We used three widely accepted docking software to depict the relationship between HIV-1 related proteins and TCMHD compounds, including AutoDock 4.227, AutoDock Vina28 and Glide 6.9. For Glide 6.9, both standard precision (SP)29 and extra precision (XP)30 were employed. Previous studies have validated the reliability of all these docking tools to select active compounds against HIV-related proteins31,32. Moreover, it was reported that the combination of different docking software and scoring functions may improve the accuracy of molecular docking and hit rate of virtual screen33,34. Thus, we performed systematic docking between 4851 TCM compounds and HIV-1 related proteins, including 13 viral proteins and 4 host proteins by all four docking tools and integrated the docking results to distinguish potential active compounds. For each docking results, only the poses with the best score are subjected to further analysis. Compounds ranked as top 40% by all four docking simulations were extracted, and their docking poses against certain protein pocket generated by different docking software are compared. If one compound is predicted to bind with one protein pocket in similar mode (RMSD < 2 Å) by at least three docking software, it is considered as active compounds. Although the concentrations of different compounds in herbs vary, all compounds were treated as the same concentration for simplicity due to the lack of reliable concentration data. The ability to intervene HIV-1 replication of SH formula, AR group, SP group and XFZY group is firstly evaluated by the active compound numbers in each group, as listed in Table 1.
SH formula was predicted to interfere HIV-1 replication cycle by inhibiting 13 of all 17 HIV-1 related proteins. The great number of active compounds and ability to bind multi-targets validate the role that SH formula plays as potent anti-HIV-1 remedy. Similar with western medicine, viral enzymes and co-receptors are important and function as the targets for nearly 1/3 of all active compounds. In addition, there are also five, three and six compounds interacting with structural proteins NC, CA1 and CA2, breaking the assembly of viral nucleocapsid and capsid, respectively. Another process that SH formula may be involved is the initial contact between gp120 and CD4. Together with CCR5 and CXCR4 inhibitors, SH formula may block the viral replication cycle from the entry step. Five active compounds are found to possibly interfere with the interaction between ELOC and Vif, which impede the Vif-induced APOBEG3G degradation and liberate APOBEG3G for the cell protection. Finally, as the one of the most attractive target, CycT1 is inhibited by eight compounds, breaking interaction between Tat and cyclin T1 and deactivating transcription process of HIV.

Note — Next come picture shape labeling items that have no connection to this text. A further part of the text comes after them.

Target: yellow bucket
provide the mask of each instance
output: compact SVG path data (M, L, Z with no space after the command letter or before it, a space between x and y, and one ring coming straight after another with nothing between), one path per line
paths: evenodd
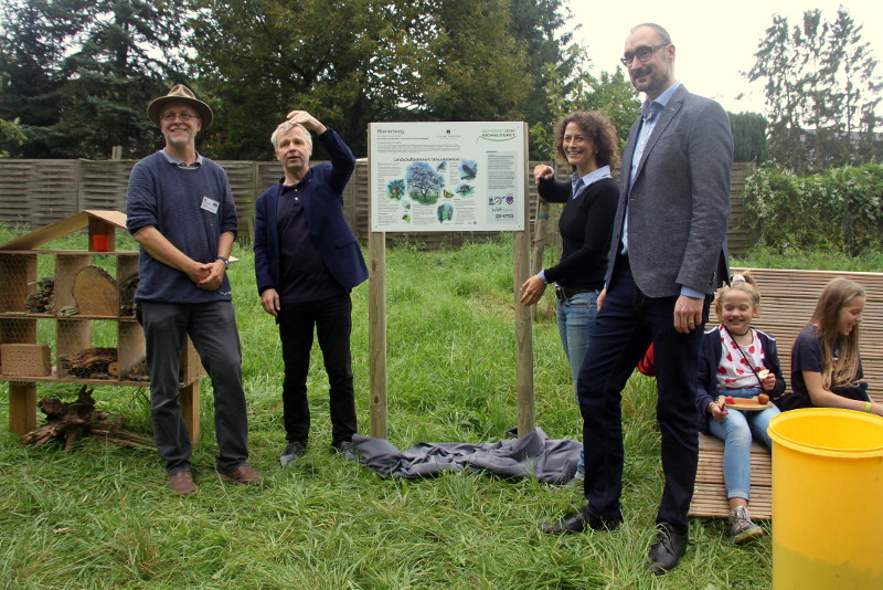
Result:
M792 410L768 432L774 590L883 589L883 418Z

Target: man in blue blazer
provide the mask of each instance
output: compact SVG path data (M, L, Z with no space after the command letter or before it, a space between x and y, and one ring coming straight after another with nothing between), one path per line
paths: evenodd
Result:
M730 120L717 103L677 82L674 56L669 33L658 24L639 24L626 40L623 64L647 99L623 157L606 288L577 379L588 504L543 526L560 534L621 523L621 392L652 343L666 475L647 563L653 573L675 568L687 549L699 455L694 399L702 325L728 272Z
M310 167L312 137L330 162ZM270 137L285 177L255 204L255 274L264 310L276 318L283 345L286 467L307 450L310 412L307 373L313 327L330 386L331 446L354 460L350 291L368 267L343 217L343 188L355 157L341 138L305 110L292 110Z

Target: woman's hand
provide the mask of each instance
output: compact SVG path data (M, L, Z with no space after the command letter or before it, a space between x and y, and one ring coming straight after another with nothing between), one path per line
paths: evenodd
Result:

As control groups, AR group and SP group are composed of compounds randomly selected from TCM database but sharing different chemical properties distribution (Supplementary Fig. S1). The number of active compounds in AR group and SP group are similar. Given the randomness of AR group, we expected that they should have little anti-HIV-1 activity. Indeed, SH formula outperform AR group for most target proteins. However, both AR and SP groups also contain a number of potentially active compounds. This implies that binding affinities at compound level are not sufficient to understand TCM activity. Considering that TCMs are prescribed as various herbs rather than individual compounds, we should re-think about the docking results at herb level. As a randomly selected herbs combination not targeting HIV, the XFZY group contains more herbs and more ingredients, however, both the target proteins number and active compounds number are much smaller than those of SH formula, as shown in Table 1. Thus, herb level analysis of individual herbs in SH formula and control groups are necessary and may provide a more comprehensive understanding of TCMs study.
Herb-target network analysis
To understand mode of action of SH formula at herb level, we mapped all the active compounds predicted back to their corresponding herbs and constructed the herb target network for the SH-HIV system, as well as for the three control groups. HTFs were calculated for each individual herb-target interaction, and the results were shown in Supplementary Table S1–4. Previous study suggested Glide XP has advantages in generating the greatest number of ligands with a reliable docking pose and lowest average RMSD when compared with crystal structure34. Thus, Glide XP score were used for the calculation of HTFs. The herb-target networks were plotted by using the number of active compounds corresponding to each herb or target as node sizes and HTF values as edge widths (Fig. 2).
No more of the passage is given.